At a certain point in the story, though, the narrator appears to have merged with the woman in the wallpaper. For example, the narrator tells us toward the end, 'I suppose I shall have to get back behind the pattern when it comes night, and that is hard!' Pretty creepy, but assuming that the narrator is now speaking from both her perspective (i.e. the woman we have come to know as the narrator) and the perspective of the woman behind the wallpaper, it does not make sense that she would see Jennie as one of her captors.

Jane Is the Narrator

On the other hand, given the merging of the narrator and the woman behind the wallpaper, there is an argument to be made for Jane being the narrator's name.

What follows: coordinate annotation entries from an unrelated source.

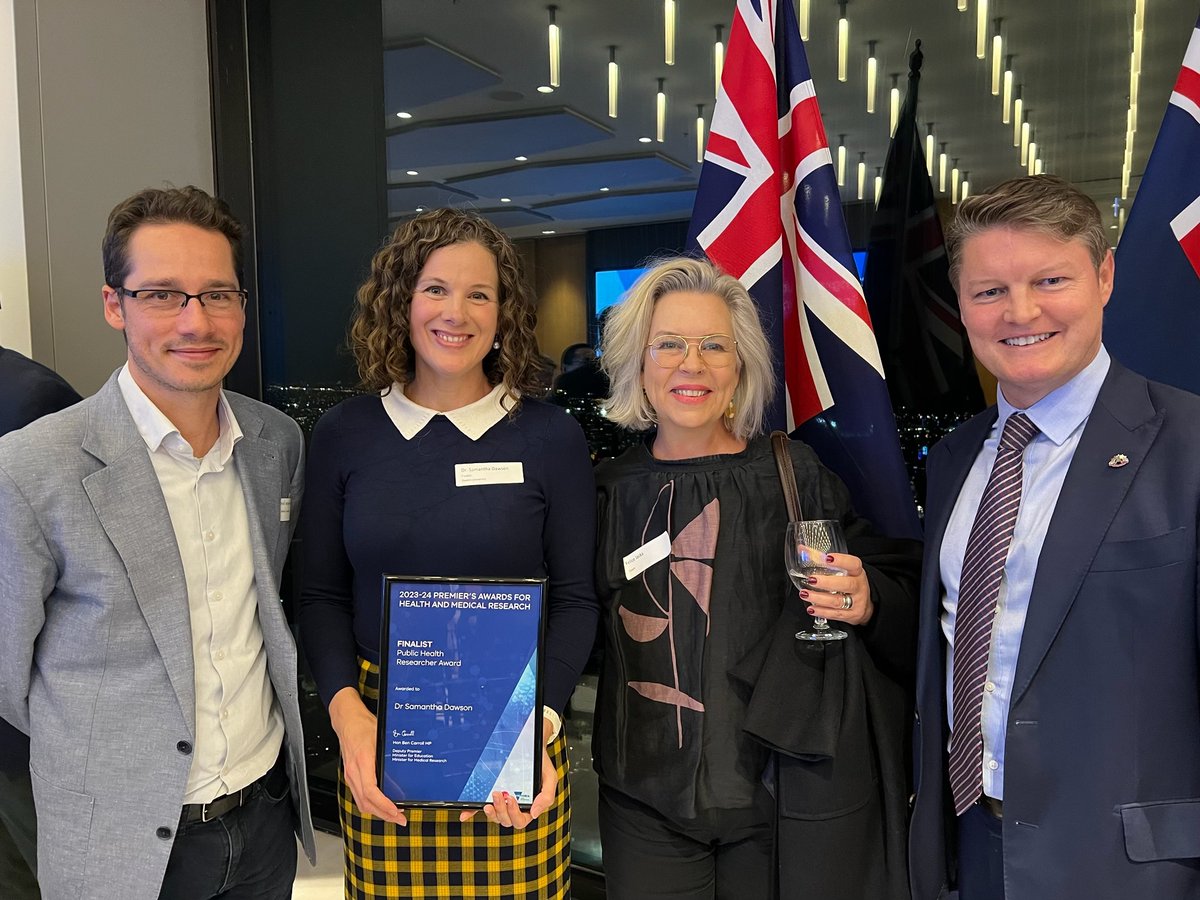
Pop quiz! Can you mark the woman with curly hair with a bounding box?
[299,210,598,898]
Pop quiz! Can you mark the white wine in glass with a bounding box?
[784,518,848,641]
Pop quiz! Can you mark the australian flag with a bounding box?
[1104,14,1200,394]
[689,0,919,536]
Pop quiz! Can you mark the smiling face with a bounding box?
[102,222,246,416]
[642,292,740,456]
[956,227,1112,409]
[408,244,500,402]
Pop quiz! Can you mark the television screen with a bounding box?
[595,269,646,318]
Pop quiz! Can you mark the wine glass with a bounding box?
[784,518,848,641]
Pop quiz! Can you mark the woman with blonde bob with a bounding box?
[299,210,598,898]
[593,258,919,900]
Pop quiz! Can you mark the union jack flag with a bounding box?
[689,0,919,536]
[1104,13,1200,394]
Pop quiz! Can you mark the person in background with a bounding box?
[910,175,1200,900]
[0,187,314,900]
[299,210,598,898]
[0,347,82,900]
[593,258,919,900]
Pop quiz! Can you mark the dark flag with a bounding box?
[1104,14,1200,394]
[864,41,984,418]
[689,0,919,536]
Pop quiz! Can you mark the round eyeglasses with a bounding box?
[646,335,738,368]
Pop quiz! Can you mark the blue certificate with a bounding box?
[377,575,546,808]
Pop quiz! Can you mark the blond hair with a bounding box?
[600,257,775,440]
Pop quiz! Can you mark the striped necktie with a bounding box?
[950,413,1038,816]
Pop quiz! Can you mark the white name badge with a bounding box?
[622,532,671,581]
[454,462,524,487]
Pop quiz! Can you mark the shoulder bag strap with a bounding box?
[770,431,804,522]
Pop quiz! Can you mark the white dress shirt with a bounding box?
[116,365,283,803]
[938,346,1110,800]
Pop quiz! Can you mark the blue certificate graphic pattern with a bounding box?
[379,577,544,805]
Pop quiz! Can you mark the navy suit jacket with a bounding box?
[908,361,1200,900]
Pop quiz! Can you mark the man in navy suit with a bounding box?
[910,175,1200,900]
[0,347,82,900]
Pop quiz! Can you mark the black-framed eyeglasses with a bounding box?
[646,335,738,368]
[118,288,250,316]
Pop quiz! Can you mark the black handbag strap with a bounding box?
[770,431,804,522]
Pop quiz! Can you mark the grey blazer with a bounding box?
[0,374,314,900]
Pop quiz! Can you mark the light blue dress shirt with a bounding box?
[938,347,1110,800]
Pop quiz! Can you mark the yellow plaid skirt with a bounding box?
[337,659,571,900]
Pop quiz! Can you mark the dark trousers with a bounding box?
[959,804,1004,900]
[0,758,41,900]
[158,764,296,900]
[600,787,775,900]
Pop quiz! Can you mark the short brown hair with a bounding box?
[946,175,1109,287]
[349,209,541,398]
[101,185,242,288]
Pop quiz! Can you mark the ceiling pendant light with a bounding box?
[976,0,988,59]
[662,0,676,66]
[838,0,850,82]
[713,25,725,97]
[1013,84,1025,146]
[888,72,900,138]
[608,46,620,119]
[866,41,880,114]
[654,78,667,144]
[546,6,563,88]
[1000,53,1013,125]
[991,19,1004,97]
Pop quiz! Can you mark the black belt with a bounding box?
[979,794,1004,818]
[179,754,287,826]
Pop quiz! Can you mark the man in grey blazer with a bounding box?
[0,187,313,900]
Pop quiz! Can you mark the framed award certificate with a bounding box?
[376,575,546,809]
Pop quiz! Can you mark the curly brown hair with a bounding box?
[349,209,541,400]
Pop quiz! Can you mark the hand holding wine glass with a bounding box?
[784,520,869,641]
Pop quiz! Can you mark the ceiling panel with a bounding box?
[386,108,613,174]
[446,154,692,198]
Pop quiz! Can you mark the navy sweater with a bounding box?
[298,395,599,712]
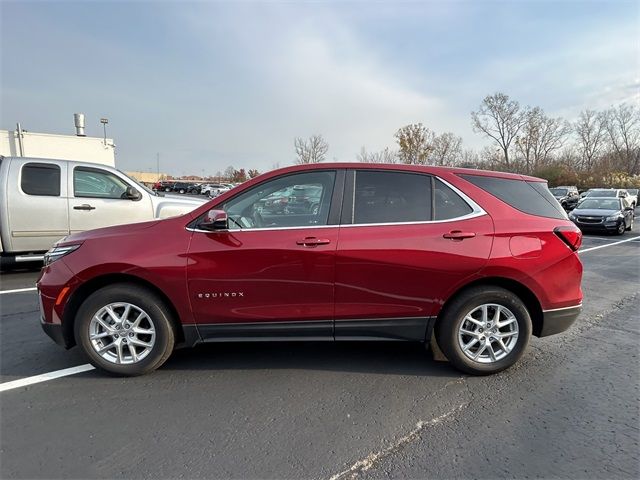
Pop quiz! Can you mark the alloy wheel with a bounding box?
[458,303,519,363]
[89,302,156,365]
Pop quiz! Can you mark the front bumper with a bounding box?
[40,318,69,348]
[540,304,582,337]
[572,220,624,232]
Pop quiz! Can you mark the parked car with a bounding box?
[549,186,580,210]
[200,183,230,198]
[627,188,638,208]
[38,163,582,375]
[0,157,203,264]
[578,188,635,207]
[569,197,634,235]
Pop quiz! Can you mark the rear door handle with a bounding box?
[296,237,331,247]
[443,230,476,240]
[73,203,96,210]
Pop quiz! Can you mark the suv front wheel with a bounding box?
[74,284,175,376]
[436,286,532,375]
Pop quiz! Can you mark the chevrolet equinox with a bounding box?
[37,163,582,375]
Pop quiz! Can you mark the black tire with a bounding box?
[436,285,532,375]
[74,283,175,376]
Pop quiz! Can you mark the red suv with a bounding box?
[38,163,582,375]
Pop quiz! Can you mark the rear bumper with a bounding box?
[540,304,582,337]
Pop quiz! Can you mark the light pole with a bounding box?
[100,118,109,147]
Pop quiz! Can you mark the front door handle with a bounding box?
[73,203,96,210]
[296,237,331,247]
[443,230,476,240]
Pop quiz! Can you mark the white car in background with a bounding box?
[200,183,231,198]
[627,188,638,207]
[0,156,205,265]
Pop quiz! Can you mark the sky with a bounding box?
[0,0,640,175]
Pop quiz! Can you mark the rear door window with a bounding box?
[20,163,60,197]
[460,175,567,220]
[352,170,431,224]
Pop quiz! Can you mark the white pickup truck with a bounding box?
[0,156,205,265]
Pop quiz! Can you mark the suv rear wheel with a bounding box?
[436,286,532,375]
[74,284,175,376]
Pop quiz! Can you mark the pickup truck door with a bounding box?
[68,166,154,233]
[2,158,69,253]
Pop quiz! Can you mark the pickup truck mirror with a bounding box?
[122,187,142,202]
[198,209,229,231]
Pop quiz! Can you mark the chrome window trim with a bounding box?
[186,175,487,233]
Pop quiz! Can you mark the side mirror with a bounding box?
[122,186,142,202]
[198,210,229,231]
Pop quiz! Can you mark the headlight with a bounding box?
[44,243,82,266]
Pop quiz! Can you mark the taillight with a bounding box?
[553,225,582,251]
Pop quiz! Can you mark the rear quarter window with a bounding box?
[460,175,567,220]
[20,163,60,197]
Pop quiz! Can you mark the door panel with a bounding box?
[335,215,493,322]
[188,226,338,330]
[187,170,344,341]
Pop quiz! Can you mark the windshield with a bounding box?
[587,190,616,197]
[118,170,158,197]
[580,198,620,210]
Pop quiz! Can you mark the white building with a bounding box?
[0,114,116,167]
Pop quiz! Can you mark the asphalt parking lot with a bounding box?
[0,218,640,479]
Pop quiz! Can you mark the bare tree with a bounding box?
[394,123,435,165]
[573,109,607,170]
[431,132,462,165]
[471,92,526,167]
[356,147,398,163]
[605,103,640,175]
[293,135,329,165]
[515,107,570,173]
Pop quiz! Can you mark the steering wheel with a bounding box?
[251,210,264,228]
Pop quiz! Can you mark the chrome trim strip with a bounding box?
[542,302,582,313]
[187,171,487,233]
[13,255,44,262]
[340,210,487,228]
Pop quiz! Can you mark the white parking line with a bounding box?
[0,287,37,295]
[0,363,95,392]
[578,237,640,253]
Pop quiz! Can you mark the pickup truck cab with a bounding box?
[0,156,204,264]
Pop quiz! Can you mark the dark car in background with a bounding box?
[569,196,634,235]
[579,188,635,207]
[549,186,580,210]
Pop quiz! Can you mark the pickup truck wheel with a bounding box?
[74,284,175,376]
[436,286,532,375]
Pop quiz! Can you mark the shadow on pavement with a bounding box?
[161,342,460,377]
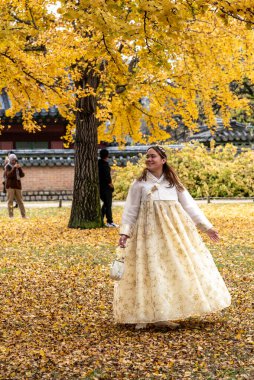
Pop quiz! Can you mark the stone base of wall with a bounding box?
[0,190,72,202]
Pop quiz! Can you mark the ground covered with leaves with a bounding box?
[0,204,254,380]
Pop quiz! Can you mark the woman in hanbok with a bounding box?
[113,145,231,329]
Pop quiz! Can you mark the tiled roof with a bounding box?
[189,119,254,145]
[0,145,182,167]
[0,106,60,119]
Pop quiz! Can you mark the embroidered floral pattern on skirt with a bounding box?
[113,199,231,323]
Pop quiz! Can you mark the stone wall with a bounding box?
[22,166,74,192]
[0,166,74,201]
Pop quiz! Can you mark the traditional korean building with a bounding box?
[188,119,254,148]
[0,91,67,150]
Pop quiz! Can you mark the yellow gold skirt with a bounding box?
[113,200,231,323]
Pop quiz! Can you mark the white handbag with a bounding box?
[109,248,124,281]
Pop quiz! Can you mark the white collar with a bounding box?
[147,170,165,183]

First, the comments that we read from the narrator are now from the perspective of both the narrator herself and the woman behind the wallpaper. At this point in the story, the narrator has come to identify with the woman trapped behind the wallpaper so much that she has lost the ability to tell the difference between the other (imaginary) woman and herself.

Splitting the Narrator

At the same time that the narrator has merged with the woman in the wallpaper, she has also separated herself into two parts: the part that worked to adopt her husband's perspective, and the other part that she kept hidden away, which longed to be free. Throughout the story, we can see signs of these two parts of the narrator. For example, the narrator tell us, 'John says if I feel so (angry), I shall neglect proper self-control; so I take pains to control myself - before him, at least, and that makes me very tired.'

Separating I and Myself

In the quote above, if you separate the subject 'I' from the object 'myself,' you can get some idea of how the narrator sees 'Jane' as a separate entity. Here, we can assume that 'Jane' was the 'I' who was controlling the actual feelings and personality of the narrator and keeping them hidden away. At the end of the story, however, the 'real' narrator comes out and merges with the woman in the wallpaper, and accuses 'Jane' of trying to keep her submerged.